PERSISTENCIA
Objeto por excelencia: el dinero
El oro, representado por el dinero, ha sido siempre el objeto por excelencia al cual aspira el ser humano. Desde antes de Cristo. Ya Píndaro, en su Olímpica primera, alaba la belleza del oro: “El agua es preciosa sobre todas las cosas; el oro brilla en la noche como una llama ardiente, más rutilante que cualquier otro objeto precioso…”. Y él mismo era rico. Había obtenido esa riqueza con su poesía, pagada a alto precio. Amaba la poesía, pero amaba también el dinero, por lo que se le dice que era un “filokrematos”; y, en esa época, no era pecaminoso revelar semejante inclinación amorosa, inherente a la naturaleza humana, que busca en forma inexorable “el principio del placer”. Pues el dinero nos ayuda, en inmensa medida, a saciar nuestros impotentes apetitos y deseos; nos ayuda a obtener el placer, necesario y vital. Y pareciera que este objeto es capaz de comprarlo todo, que se convirtiera en parte de nuestra personalidad, que fuera nosotros mismos. El poder de nuestro dinero nos hace grandes. Los parabienes del dinero pueden constituirse en nuestras propias facultades, tal y como lo expresa Mefistófeles: “…Si puedo comprar seis yeguas, ¿sus fuerzas son mías? Me hago llevar por ellas y soy un verdadero hombre, como si tuviera veinticuatro piernas…”
Shakespeare, en Timón de Atenas, llama al dinero “fango condenado, prostituta común de todo el género humano, que siembre disensión entre la multitud de las naciones…”, ya que es capaz de volver “lo blanco, negro; lo feo, hermoso; lo falso, verdadero; lo bajo, noble; lo viejo, joven; lo cobarde, valiente…” y de “…hacer adorar la lepra blanca, dar plazas a los ladrones y hacerles sentarse entre los senadores, con títulos, genuflexiones y alabanzas…”
El dinero es la “prostituta común de todo el género humano”, pues no existe hombre o mujer que no lo ansíe desde siempre, aun aquellos que dicen renegar de él; entre más lo niegan, más lo añoran, y se tornan santos o demonios.
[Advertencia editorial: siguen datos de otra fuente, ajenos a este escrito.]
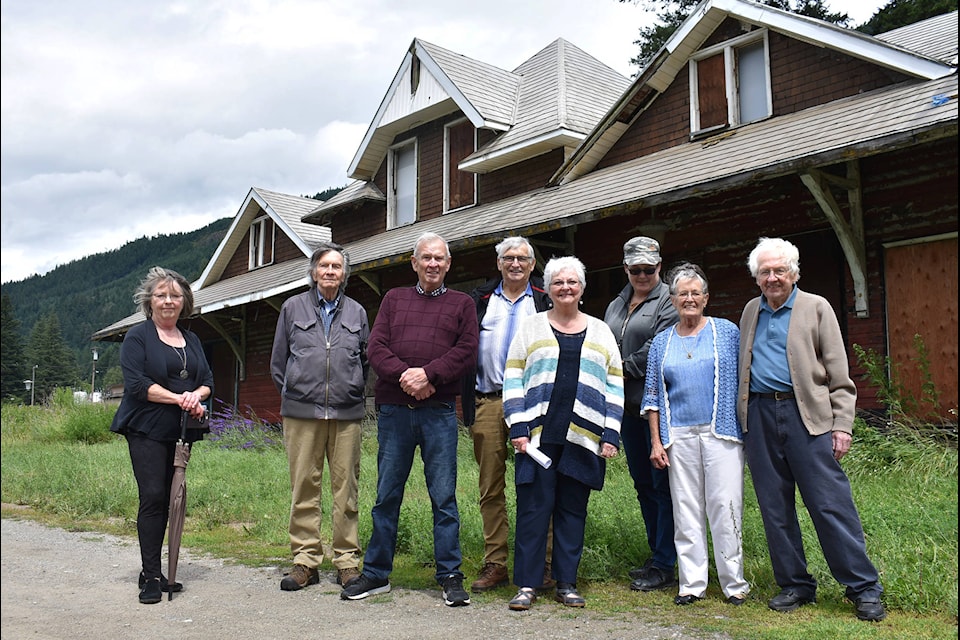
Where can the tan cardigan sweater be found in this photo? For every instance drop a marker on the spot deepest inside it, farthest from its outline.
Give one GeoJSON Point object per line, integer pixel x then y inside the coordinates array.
{"type": "Point", "coordinates": [826, 395]}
Porque, ¿quién no lleva dentro de sí el hambre de poder, la infernal ambición, la oculta lujuria, la ira, la gula, la infame pereza? Y a todo ello se puede llegar a través del dinero, otorgándonos el placer añorado y calmando nuestros implacables instintos reprimidos.
Los economistas marxistas han rechazado o temido el hechizo abrumador que posee el dinero en la mente de los individuos, cuyo mundo instintivo desconocen o niegan. Lo mismo que los cristianos, que reconociéndolo en gran parte como “mundo del pecado” se limitan a atacarlo. Vemos, pues, que ambos, marxistas y cristianos, reniegan, cada uno a su manera, de la nefasta omnipotencia del objeto por excelencia, el dinero, y desean alcanzar un mundo mejor en donde “la prostituta común de todo el género humano” desaparezca por completo, o no llegue a manos personales. Un mundo idílico en el que se haga realidad la máxima cristiana “amaos los unos a los otros”, y se conviva, por fin, en forma pacífica y paradisíaca, liberado el humano, por la eliminación de la propiedad privada o por la fe, de su lado instintivo perverso. Pero no es a través de semejantes procedimientos que se llega a dominar lo reprimido avasallador. No es negando la naturaleza inconsciente del hombre que se arriba a un mundo perfecto. Esta negación significa castración. Esto es, reconocer solo el lado racional, consciente, instintivo, es desconocer la personalidad humana. Así, los marxistas piensan que logrando, por fin, dominar las fuerzas históricas nefastas que hacen que el hombre explote al hombre desaparece, “ipso facto”, entre otros, el instinto de destrucción, que según ellos no es algo inherente al hombre, sino algo adquirido a través de una sociedad corrupta.